The Challenge of Accurate Computation of Two-Photon Absorption Properties of Organic Chromophores in the Condensed Phase

J Chem Theory Comput. 2021 Jun 8;17(6):3652-3665. doi: 10.1021/acs.jctc.1c00204. Epub 2021 May 4.

Abstract

Two strategies are applied to evaluate the effect of the environment on the two-photon absorption (TPA) cross sections for two characteristic excited states of C2H4 upon complexation with H2O. The supermolecular strategy provides the reference complexation-induced shifts and uses either the EOM-CCSD or ADC(2) method. The embedding strategy is based on frozen-density-embedding theory (FDET) and uses only fundamental constants. The TPA cross sections from high-level supermolecular calculations are extremely basis-set-sensitive. Literature data and the present study indicate that accuracy of the absolute TPA cross sections below 100 atomic units and their shifts below 10 atomic units remains a challenge.
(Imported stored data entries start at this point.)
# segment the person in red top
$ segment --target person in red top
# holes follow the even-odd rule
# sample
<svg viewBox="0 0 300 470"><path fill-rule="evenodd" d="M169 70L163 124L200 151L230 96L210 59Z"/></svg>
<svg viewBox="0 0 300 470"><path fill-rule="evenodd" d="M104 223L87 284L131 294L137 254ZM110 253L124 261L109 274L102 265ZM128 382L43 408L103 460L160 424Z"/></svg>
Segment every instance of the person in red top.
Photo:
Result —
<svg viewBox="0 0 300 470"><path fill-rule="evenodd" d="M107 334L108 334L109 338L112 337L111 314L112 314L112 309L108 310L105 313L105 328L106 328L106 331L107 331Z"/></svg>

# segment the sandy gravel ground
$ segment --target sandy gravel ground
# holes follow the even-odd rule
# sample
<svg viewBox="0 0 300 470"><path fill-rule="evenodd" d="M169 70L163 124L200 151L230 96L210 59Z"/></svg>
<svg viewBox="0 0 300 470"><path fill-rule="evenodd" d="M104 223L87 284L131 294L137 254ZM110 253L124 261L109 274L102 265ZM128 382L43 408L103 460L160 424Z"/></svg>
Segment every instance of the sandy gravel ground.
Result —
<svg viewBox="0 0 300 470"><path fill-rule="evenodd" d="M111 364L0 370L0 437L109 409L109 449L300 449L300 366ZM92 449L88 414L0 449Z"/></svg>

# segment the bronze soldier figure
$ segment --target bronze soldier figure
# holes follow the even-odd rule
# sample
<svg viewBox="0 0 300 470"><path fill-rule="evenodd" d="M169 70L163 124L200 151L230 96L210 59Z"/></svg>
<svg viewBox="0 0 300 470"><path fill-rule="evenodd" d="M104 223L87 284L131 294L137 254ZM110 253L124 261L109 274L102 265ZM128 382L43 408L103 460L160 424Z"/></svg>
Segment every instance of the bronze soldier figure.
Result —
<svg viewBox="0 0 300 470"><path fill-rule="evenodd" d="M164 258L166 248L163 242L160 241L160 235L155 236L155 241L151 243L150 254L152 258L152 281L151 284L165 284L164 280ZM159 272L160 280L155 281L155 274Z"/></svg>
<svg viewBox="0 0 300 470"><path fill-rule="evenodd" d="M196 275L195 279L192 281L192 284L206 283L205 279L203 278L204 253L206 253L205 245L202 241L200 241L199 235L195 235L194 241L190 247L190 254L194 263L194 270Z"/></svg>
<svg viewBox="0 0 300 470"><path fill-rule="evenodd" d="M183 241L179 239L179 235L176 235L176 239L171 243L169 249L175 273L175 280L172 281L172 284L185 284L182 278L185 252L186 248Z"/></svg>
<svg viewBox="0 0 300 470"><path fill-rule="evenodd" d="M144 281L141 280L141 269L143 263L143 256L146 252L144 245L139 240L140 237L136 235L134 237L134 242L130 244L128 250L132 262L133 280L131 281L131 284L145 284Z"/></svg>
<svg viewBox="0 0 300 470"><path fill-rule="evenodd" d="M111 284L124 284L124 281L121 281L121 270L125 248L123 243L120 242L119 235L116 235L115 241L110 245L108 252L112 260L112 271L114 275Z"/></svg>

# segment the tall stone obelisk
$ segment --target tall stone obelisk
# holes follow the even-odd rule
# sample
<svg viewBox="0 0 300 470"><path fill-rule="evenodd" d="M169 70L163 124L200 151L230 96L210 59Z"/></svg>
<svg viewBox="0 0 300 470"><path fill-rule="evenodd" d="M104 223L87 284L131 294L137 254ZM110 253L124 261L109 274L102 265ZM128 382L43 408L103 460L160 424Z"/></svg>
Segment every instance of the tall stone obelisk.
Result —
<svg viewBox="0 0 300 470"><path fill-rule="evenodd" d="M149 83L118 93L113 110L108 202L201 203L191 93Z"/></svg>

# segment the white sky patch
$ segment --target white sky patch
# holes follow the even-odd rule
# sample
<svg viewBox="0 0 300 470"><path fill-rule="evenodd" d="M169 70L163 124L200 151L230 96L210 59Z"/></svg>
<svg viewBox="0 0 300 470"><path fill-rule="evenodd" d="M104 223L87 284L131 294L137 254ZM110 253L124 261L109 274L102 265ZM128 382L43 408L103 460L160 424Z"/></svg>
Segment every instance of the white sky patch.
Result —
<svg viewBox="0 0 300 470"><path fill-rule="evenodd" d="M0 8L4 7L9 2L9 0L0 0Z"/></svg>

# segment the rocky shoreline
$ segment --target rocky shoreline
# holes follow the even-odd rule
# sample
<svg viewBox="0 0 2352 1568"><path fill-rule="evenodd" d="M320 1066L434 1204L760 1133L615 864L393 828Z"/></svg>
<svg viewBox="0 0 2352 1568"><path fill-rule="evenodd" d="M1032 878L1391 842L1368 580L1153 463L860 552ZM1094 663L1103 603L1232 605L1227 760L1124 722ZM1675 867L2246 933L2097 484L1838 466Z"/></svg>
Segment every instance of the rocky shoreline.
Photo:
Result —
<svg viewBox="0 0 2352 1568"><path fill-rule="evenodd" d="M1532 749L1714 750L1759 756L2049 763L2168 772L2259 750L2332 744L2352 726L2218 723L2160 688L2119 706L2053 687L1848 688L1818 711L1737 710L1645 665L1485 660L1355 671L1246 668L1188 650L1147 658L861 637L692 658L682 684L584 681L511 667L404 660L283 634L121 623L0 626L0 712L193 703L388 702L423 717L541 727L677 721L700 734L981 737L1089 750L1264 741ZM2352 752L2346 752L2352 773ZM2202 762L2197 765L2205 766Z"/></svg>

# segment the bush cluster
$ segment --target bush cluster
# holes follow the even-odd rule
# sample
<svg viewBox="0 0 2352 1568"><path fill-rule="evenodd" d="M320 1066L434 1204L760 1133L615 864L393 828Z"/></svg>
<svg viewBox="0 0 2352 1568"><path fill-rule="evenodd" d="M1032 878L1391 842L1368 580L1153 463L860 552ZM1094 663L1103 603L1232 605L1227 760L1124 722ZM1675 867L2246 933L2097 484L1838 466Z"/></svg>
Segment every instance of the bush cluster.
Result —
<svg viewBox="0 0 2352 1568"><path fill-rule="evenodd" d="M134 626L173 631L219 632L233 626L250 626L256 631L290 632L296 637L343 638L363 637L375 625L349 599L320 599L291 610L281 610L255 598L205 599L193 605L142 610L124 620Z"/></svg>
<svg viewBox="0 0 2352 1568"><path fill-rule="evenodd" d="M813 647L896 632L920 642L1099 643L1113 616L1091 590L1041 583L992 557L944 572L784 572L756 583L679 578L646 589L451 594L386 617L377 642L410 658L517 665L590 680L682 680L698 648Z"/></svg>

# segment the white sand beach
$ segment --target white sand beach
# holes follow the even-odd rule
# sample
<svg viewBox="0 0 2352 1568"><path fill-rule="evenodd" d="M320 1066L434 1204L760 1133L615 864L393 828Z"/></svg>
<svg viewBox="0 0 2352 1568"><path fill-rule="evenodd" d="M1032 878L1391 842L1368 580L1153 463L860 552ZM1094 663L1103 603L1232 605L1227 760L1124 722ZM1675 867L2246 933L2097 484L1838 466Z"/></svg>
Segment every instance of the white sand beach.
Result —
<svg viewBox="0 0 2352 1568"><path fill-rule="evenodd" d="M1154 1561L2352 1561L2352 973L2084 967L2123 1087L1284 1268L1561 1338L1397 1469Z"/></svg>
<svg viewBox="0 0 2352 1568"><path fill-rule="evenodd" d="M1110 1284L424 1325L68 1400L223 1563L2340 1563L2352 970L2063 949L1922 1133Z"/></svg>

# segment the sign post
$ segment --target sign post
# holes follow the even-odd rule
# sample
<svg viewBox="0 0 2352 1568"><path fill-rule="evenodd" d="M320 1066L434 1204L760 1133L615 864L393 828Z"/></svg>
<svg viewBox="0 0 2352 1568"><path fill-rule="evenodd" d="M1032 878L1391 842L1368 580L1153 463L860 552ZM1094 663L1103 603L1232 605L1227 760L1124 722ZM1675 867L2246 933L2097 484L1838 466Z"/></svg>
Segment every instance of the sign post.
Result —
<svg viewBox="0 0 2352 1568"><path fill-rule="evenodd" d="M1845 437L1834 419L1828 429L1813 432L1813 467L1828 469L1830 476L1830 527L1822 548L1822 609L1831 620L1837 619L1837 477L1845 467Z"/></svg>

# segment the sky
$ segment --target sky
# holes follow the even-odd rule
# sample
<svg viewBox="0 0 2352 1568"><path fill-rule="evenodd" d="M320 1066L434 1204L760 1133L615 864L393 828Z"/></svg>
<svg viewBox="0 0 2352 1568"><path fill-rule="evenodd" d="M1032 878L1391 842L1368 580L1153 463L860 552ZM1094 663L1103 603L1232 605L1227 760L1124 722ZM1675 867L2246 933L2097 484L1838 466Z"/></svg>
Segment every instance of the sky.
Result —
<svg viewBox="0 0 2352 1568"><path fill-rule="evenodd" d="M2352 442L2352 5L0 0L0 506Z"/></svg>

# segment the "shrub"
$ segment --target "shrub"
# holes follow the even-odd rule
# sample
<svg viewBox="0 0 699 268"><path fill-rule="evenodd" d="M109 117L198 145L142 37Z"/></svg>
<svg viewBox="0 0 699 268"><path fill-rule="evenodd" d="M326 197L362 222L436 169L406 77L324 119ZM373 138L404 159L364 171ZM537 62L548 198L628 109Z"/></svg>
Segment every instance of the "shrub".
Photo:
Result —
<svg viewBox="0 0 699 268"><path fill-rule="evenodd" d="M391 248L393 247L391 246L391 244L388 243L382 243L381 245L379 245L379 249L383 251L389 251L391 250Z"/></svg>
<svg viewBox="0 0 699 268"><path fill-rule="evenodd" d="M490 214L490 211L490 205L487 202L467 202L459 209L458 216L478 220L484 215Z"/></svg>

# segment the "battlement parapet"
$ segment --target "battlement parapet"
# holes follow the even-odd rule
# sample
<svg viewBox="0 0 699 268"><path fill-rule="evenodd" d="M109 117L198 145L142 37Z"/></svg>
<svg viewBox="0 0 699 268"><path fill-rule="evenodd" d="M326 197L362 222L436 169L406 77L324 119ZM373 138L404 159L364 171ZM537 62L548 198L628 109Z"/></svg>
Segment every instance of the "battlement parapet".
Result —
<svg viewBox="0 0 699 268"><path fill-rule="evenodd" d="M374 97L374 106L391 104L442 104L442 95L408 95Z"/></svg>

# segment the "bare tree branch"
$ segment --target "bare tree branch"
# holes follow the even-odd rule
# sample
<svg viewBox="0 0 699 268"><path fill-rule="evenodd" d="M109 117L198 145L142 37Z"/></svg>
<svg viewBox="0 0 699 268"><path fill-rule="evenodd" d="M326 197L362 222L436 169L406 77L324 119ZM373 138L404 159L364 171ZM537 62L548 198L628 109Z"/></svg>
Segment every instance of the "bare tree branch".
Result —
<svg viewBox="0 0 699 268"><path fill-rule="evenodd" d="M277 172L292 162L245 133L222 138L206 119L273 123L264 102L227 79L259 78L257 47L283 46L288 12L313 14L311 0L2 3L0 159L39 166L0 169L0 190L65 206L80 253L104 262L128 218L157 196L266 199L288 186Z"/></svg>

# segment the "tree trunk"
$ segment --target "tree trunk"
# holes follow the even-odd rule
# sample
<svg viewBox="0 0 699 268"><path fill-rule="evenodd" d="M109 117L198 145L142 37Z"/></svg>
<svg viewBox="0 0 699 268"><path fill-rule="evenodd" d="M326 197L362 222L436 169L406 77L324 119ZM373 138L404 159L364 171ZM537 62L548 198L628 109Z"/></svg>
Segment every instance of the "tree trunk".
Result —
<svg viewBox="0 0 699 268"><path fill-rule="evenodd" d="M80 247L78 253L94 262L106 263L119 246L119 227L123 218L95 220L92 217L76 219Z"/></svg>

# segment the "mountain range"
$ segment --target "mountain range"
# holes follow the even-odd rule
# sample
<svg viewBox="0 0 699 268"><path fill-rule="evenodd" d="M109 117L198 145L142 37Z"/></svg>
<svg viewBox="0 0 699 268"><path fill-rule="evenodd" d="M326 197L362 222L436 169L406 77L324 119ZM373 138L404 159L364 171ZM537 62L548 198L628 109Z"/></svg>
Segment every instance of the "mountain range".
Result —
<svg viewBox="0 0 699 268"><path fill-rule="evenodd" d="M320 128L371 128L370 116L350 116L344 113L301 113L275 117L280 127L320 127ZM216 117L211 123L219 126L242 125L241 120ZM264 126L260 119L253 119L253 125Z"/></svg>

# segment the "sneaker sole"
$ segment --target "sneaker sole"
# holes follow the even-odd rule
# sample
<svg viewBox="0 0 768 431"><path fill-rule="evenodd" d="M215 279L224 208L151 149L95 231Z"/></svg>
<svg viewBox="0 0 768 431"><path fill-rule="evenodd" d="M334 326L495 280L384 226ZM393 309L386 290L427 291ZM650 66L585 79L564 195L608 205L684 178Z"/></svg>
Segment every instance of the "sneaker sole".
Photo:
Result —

The obtained FDET results show a similar basis-set behavior. For the largest basis set (d-aug-cc-pVQZ), TPA cross sections obtained from these two strategies are in excellent agreement. The complexation-induced shifts have the correct sign of the effect and a small (12-33%) relative error in magnitude. The deviations of the FDET-derived shifts from the reference are of similar magnitude as the reliability threshold of the reference shifts.